Zaur Mansurov was born in Tashkent in 1979. From 1994 to 1998, he studied in the department of design and book illustration at the Republican Art College. Since 1998, he has been a student in the department of monumental painting at the Kamaliddin Behzad National Institute of Art and Design.
Zaur Mansurov’s work has been shown at a number of exhibitions. They include “My Territory” (1997), “Young Talent” (1998), “New names” (1999), “Youth Exhibition” (2000), the exhibitions celebrating Independence Day, the Kamaliddin Behzad anniversary (2000) and the Navruz festival (2001), and the “Summer Show” (2001). Mansurov won a prize at the Behzad anniversary exhibition.
“Where are the sources of my creative work? The East is my starting point, the element equivalent to air. It is varied and inexhaustible for the creative individual. On the other hand, the East is unthinkable without the West. The union of these opposing principles provides endless opportunities for the discovery of unusual, sometimes unique images. The philosophical contemplation and mysticism of the East, allied to the precise rationalism and free creative thinking of the West. The preservation of the traditions of the East and the constant revolutionary changes of the West. The soul of the East and the mind of the West (and vice versa). These oppositions underlie our contemporary art, so that Eastern postmodernism exerts an enormous influence over me.
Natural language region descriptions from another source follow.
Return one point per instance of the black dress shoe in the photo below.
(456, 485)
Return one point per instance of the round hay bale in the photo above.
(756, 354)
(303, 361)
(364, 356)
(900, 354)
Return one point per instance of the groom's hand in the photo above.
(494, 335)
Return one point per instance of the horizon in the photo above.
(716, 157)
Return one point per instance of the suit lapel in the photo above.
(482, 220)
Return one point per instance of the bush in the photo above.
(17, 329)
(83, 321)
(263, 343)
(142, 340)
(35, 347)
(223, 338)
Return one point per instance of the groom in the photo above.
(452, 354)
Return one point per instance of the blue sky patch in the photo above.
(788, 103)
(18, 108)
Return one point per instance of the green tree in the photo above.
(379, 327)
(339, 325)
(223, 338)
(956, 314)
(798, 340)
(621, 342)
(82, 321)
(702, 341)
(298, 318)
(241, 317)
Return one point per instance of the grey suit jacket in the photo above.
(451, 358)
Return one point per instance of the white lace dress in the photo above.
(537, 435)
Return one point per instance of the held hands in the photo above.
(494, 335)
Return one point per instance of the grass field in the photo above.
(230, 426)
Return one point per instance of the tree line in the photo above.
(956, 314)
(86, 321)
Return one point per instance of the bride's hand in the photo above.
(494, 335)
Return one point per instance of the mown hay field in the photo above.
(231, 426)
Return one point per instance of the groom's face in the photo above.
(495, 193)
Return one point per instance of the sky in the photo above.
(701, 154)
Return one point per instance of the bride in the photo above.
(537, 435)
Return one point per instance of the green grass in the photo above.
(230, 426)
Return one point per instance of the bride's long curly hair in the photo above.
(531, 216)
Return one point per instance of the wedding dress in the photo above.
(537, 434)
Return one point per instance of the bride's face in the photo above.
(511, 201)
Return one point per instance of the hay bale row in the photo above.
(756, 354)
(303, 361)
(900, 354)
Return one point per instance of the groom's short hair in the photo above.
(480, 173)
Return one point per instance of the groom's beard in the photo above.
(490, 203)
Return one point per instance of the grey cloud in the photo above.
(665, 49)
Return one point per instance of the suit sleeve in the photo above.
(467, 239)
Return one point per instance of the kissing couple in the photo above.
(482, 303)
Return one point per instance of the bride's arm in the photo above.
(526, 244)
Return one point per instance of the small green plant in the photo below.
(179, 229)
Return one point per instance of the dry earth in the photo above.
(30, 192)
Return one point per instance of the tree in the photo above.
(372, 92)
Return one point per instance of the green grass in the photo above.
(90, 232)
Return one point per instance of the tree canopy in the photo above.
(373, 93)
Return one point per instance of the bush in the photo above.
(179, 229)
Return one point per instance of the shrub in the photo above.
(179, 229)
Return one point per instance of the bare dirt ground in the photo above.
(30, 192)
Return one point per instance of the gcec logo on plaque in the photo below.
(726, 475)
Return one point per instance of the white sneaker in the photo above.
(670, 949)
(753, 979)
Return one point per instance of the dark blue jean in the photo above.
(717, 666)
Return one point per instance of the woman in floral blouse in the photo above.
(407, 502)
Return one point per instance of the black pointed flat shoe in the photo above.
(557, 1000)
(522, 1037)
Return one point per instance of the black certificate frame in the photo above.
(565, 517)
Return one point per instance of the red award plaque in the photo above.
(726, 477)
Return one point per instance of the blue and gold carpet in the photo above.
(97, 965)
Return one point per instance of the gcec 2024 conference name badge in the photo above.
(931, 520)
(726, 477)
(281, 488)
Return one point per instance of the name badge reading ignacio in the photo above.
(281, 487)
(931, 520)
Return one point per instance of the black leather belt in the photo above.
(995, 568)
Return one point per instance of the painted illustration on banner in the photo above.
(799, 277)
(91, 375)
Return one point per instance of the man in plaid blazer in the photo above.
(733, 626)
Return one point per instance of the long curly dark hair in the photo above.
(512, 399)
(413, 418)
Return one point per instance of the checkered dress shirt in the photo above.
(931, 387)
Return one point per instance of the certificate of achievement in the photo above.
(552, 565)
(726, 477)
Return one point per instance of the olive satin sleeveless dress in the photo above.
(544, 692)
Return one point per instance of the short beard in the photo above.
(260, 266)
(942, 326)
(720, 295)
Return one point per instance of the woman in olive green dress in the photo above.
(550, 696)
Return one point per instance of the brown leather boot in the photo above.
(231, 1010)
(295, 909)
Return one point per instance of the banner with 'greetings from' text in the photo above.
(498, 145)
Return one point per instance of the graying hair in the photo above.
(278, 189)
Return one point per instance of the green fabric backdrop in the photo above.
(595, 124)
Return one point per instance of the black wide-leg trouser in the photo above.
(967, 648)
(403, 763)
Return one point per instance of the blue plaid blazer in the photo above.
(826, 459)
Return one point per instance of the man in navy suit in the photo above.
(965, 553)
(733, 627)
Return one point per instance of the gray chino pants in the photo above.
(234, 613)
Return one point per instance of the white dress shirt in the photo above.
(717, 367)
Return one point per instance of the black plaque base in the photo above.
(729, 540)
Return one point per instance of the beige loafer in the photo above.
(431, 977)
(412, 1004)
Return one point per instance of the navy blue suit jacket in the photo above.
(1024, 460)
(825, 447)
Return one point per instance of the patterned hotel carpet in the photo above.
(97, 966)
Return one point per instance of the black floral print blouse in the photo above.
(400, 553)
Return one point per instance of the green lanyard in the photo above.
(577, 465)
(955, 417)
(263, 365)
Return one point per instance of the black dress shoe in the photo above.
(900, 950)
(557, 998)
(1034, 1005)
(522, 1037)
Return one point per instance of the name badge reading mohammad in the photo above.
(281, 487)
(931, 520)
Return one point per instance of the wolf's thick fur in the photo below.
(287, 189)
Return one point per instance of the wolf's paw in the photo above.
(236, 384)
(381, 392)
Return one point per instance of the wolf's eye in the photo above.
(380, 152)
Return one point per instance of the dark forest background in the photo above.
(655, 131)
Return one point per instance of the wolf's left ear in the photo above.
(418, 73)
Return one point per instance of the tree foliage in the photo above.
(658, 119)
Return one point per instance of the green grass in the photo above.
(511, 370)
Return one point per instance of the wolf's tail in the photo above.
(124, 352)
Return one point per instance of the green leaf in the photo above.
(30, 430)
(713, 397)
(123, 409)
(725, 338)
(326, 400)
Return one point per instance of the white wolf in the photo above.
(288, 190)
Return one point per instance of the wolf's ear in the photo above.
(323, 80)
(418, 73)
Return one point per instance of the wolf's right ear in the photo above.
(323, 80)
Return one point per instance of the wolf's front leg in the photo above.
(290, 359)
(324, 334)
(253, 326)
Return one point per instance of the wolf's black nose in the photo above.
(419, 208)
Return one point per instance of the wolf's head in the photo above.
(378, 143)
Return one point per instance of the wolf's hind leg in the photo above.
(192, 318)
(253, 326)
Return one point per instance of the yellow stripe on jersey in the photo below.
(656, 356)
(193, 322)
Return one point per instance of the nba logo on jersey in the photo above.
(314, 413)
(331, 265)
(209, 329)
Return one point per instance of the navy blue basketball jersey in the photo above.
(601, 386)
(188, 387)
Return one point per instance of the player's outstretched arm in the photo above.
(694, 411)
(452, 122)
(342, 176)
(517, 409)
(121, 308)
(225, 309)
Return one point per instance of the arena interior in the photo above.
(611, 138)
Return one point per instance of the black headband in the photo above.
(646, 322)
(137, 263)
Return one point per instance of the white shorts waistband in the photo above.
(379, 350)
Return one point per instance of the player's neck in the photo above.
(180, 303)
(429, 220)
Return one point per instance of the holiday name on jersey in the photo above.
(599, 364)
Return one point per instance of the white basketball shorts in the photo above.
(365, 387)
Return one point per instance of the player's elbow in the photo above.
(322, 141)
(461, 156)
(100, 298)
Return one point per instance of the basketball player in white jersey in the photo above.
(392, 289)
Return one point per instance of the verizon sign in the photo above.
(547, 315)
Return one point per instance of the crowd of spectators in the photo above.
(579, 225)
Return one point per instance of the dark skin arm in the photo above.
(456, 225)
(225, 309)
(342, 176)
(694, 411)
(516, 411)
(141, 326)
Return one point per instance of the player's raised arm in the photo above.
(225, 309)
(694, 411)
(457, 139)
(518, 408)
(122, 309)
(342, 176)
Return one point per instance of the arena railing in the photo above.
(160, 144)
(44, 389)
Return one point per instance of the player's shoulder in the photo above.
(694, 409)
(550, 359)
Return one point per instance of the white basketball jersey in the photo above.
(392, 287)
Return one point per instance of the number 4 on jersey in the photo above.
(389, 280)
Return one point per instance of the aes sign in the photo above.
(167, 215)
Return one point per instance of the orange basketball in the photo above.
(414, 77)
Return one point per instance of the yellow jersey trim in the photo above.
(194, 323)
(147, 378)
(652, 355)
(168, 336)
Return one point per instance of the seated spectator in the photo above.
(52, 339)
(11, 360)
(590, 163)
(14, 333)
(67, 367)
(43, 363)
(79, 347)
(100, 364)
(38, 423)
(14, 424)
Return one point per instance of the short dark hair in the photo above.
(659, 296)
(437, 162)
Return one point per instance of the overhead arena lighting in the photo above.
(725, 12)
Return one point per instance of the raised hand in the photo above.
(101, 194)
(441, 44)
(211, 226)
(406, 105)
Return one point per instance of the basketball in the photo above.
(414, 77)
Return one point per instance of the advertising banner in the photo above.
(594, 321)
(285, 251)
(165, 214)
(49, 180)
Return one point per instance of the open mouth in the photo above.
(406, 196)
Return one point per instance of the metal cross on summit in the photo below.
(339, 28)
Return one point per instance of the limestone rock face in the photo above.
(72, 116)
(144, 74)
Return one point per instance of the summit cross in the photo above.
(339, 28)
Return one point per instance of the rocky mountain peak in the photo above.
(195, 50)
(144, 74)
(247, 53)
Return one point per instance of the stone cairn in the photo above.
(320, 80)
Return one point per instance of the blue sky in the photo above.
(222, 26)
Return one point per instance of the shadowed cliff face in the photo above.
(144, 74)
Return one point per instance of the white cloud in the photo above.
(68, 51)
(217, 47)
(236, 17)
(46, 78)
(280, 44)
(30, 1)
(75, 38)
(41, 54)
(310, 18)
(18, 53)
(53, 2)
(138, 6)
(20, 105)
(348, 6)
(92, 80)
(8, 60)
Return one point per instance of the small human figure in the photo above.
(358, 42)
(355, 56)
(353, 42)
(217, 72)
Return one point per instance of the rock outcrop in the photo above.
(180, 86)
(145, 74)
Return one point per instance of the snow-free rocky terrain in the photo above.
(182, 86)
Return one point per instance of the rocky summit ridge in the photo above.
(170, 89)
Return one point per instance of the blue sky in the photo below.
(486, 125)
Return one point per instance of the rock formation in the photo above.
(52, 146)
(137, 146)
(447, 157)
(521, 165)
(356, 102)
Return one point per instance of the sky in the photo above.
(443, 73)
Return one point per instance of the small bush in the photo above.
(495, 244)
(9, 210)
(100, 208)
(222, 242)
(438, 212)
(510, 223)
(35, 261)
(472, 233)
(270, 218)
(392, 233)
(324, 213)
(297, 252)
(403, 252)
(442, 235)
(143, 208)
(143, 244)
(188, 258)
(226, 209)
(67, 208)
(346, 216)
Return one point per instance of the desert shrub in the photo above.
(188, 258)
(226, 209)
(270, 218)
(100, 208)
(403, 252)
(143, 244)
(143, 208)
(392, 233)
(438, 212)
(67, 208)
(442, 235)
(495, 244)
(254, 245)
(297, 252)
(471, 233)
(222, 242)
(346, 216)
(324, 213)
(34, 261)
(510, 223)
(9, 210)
“I see the moment of truth in the interaction between these two opposites. These constituents are infinite: man cannot exist without woman (and vice versa), nor can love without hatred, beauty without ugliness, day without night, the three dimensional without the flat. The series can be continued endlessly. We say: ‘Beauty will save the world’, thereby depicting ourselves as people who live in a realm of darkness, but do not lose hope.
The fairytale is another element that speaks with the strings of my heart. Ordinary human feelings always underlie the uncommon display of the imagination and the vivid images of fantastic characters. Consequently, the wall between the imagination and reality in my subconscious is very fragile, if it exists at all.”